Rincón de los Relatos
La batalla estaba perdida desde el principio y por suerte un manojo de rebeldes lo sabía. La fructífera perla azul arrancaba su brillo eterno con manos rabiosas, ínfulas de diosa invencible y determinación avasalladora. Preocupados del brillo de nuestros propios reflejos nos fue imposible si quiera darnos cuenta del casi fatídico final de nuestro otrora hogar y tuvimos que correr por primera vez con los depredadores a nuestras espaldas. Heladas infernales y crudos veranos, volcanes con precisión milimétrica y grietas engulléndonos famélicas, desiertos quitándonos el agua de las manos y tormentas de nieve rancia, todos nos obligaron a salir disparados hacia el espacio sin ningún rumbo ni destino más que seguir la marcha y agradecer día a día poder levantarnos para seguir la marcha un día más. Y otro día y mes y año y décadas y siglos.

 Así al menos es la historia porque los recuerdos de épocas antes de nuestro huevo metálico en el espacio se han perdido casi todos y los que quedan están rodeados de misticismo e incredulidades. Ese pasado impreso en los suelos de la Tierra donde se cuenta que el cielo a veces era azul y a veces verde, de jornadas eternas bajo una estrella placentera, incluso se dice que los niños agarraban tierra a puñados para comer de la misma fuente como si sospecharan que era un platillo tan exclusivo, tan infinitamente delicioso. “Algún día llegaremos a probar uno igual” me dice Jofisena mientras trotamos por el sendero de la plaza visiblemente exhausta por mi actitud depresiva.
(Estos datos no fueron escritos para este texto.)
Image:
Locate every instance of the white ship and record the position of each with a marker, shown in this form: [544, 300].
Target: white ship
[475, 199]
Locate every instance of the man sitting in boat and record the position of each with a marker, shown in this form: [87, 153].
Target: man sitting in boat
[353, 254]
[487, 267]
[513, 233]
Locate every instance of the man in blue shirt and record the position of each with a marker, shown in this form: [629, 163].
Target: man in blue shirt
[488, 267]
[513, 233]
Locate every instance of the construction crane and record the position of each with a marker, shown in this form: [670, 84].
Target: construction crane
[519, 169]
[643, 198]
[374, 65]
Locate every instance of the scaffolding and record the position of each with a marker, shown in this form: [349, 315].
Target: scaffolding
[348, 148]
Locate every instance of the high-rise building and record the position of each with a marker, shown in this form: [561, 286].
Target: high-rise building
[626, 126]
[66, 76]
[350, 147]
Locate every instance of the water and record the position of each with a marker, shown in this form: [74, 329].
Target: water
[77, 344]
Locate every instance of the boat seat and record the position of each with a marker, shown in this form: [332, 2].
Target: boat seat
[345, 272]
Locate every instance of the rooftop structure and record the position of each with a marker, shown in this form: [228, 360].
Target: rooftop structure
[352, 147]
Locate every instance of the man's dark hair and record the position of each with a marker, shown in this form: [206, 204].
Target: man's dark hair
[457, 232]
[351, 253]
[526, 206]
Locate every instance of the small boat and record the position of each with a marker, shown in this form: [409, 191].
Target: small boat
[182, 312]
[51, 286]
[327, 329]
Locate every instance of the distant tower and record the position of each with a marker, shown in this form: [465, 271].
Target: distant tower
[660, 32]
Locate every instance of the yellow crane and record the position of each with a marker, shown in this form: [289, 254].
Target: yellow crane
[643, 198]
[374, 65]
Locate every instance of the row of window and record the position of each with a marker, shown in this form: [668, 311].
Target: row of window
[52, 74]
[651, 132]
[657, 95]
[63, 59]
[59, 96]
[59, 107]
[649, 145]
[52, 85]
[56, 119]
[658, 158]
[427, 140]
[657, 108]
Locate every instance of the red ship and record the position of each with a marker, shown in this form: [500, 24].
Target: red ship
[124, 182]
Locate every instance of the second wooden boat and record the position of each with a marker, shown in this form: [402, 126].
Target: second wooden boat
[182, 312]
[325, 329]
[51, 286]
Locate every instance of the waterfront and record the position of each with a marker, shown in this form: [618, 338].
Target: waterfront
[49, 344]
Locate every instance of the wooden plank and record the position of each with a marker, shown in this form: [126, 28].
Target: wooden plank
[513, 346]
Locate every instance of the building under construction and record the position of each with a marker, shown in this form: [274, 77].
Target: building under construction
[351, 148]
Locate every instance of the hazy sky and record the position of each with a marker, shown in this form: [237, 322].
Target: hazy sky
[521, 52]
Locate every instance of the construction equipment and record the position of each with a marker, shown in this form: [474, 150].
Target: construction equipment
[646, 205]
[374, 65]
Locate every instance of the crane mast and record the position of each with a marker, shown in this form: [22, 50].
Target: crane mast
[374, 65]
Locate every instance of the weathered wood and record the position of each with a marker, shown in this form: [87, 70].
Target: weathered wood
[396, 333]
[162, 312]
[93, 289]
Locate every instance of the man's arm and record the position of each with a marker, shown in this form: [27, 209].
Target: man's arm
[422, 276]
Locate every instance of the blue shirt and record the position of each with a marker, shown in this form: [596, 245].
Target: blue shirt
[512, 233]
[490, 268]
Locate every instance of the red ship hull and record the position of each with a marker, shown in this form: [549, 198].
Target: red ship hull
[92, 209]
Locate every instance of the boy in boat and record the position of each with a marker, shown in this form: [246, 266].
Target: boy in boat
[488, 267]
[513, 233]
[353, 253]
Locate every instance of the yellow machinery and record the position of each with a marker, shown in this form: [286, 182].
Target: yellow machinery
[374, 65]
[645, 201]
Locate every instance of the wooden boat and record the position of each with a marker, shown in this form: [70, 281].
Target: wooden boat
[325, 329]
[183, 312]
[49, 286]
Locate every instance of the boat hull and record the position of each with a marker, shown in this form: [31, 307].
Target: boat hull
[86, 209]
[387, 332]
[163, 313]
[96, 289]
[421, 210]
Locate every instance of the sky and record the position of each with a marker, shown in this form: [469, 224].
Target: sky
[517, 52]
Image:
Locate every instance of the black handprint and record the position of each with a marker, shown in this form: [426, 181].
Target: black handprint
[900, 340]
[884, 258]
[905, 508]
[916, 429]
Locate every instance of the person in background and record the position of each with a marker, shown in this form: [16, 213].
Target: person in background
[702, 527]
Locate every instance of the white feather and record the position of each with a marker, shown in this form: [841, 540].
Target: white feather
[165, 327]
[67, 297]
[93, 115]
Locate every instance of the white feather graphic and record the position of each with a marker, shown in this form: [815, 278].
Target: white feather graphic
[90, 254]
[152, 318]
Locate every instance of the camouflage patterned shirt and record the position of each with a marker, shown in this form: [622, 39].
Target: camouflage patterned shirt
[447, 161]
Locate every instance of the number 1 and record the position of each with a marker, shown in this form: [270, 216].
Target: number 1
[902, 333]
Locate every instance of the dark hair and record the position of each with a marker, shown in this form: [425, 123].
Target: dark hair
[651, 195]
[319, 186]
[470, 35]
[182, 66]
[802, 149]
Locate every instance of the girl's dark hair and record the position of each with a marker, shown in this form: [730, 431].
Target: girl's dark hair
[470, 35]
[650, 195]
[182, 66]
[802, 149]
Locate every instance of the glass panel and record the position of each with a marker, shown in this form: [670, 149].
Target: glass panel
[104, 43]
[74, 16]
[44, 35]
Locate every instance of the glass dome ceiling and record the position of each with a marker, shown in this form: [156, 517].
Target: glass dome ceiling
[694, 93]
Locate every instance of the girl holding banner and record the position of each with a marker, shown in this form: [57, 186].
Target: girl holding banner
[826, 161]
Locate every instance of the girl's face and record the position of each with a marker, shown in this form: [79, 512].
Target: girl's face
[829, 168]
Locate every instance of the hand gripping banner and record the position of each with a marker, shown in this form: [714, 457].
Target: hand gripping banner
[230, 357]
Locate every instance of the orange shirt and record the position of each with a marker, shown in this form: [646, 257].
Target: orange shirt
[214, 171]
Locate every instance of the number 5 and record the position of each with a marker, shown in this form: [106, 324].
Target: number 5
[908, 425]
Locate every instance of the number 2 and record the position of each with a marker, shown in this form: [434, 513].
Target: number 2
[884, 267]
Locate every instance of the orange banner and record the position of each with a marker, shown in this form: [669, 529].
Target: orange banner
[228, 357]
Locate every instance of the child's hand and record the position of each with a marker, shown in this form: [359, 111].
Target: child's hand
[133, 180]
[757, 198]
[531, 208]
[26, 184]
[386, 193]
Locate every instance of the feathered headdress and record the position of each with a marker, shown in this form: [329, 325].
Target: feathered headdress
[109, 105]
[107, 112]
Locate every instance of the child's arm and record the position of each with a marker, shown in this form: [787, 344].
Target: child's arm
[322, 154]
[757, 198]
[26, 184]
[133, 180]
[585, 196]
Antes era un recuerdo lejano, de cuando le hacía preguntas incómodas a mamá “¿de verdad los árboles salían solos del piso?”, “¿de verdad tenían lagunas kilométricas?” “¿de verdad podías viajar por días sin recorrerla por completo?” y cosas así. Cuando preguntaba sobre los puñados de tierra solía decirme “Tranquilo, vamos derecho para allá. Además dicen que tenía mal sabor” como creerle algo así si todos los niños lo hacían. La voz de mi madre se pierde con todas las personas que me han dicho lo mismo. Cuando la cúpula de la nave comienza a simular el amanecer lo primero que todos hacemos es mirar por las ventanas y verificar que todo siga negro. Eso nos calma, nos dice que seguimos en camino.


Mientras más crecía y más responsabilidades adquiría me fue importando menos el asunto de la tierra y los amaneceres sintéticos. Con mi mente ocupada en la academia de ingenieros mecánicos y luego en mis primeros empleos empecé a buscar las maneras de hacer mejor mi trabajo, de ganar más dinero para comprar un departamento en la punta de la nave, de ascender a jefe de ingenieros y luego: ver crecer a mi hijo para convertirse en ingeniero y en jefe de ingenieros todo más rápido que yo,  ocupar mi tiempo libre en el trote o en el fútbol, emborracharme con mis excompañeros de academia. Empecé a mirarme al espejo más seguido, no soportaba ganar peso o verme con ojeras o perder el cabello y llené mi calendario de sesiones y ejercicios y eso es lo primero que hago en la mañana y lo último al despuntar la Luna virtual. Hace muchísimo tiempo dejé de mirar la ventana al espacio exterior.

“La nave va hacia allá hijo” a pesar de que han pasado 40 años de su muerte sueño con la voz de mi madre prometiendo el puñado de tierra al final del camino. Es algo reciente, ahora que estoy retirado viviendo solo en mi enorme departamento a metros del gran ventanal del frente de la nave. Cuando era niño quería que viviéramos aquí para ser los primeros en ver el nuevo planeta. Cuando lo conseguí ya no era el mismo, estaba contento por escapar de los pedestres barrios pegados a los enormes y ruidosos motores traseros. El aire sintético me parecía más limpio de este lado del mundo.

“La nave va hacia allá hijo” estoy seguro será lo último que escuche antes de morir. Hasta entonces, saldré todos los días de mi casa recorriendo a pie los 20 kilómetros de largo de la humanidad sobreviviente hasta llegar a la muralla metálica que nos separa de los motores. Soy el único ahí, sentado escuchando el constante sonido del viaje, el bramido del homo sapiens en medio de años luz de nada.

Acá se escuchan fuerte pero he notado que el rumor de los motores se oye hasta la punta de la nave. Es lo que nos mantiene con vida. Saber que los días siguen pasando. Los motores continúan encendidos. La nave nunca detendrá su avanzar constante. Por los siglos de los siglos.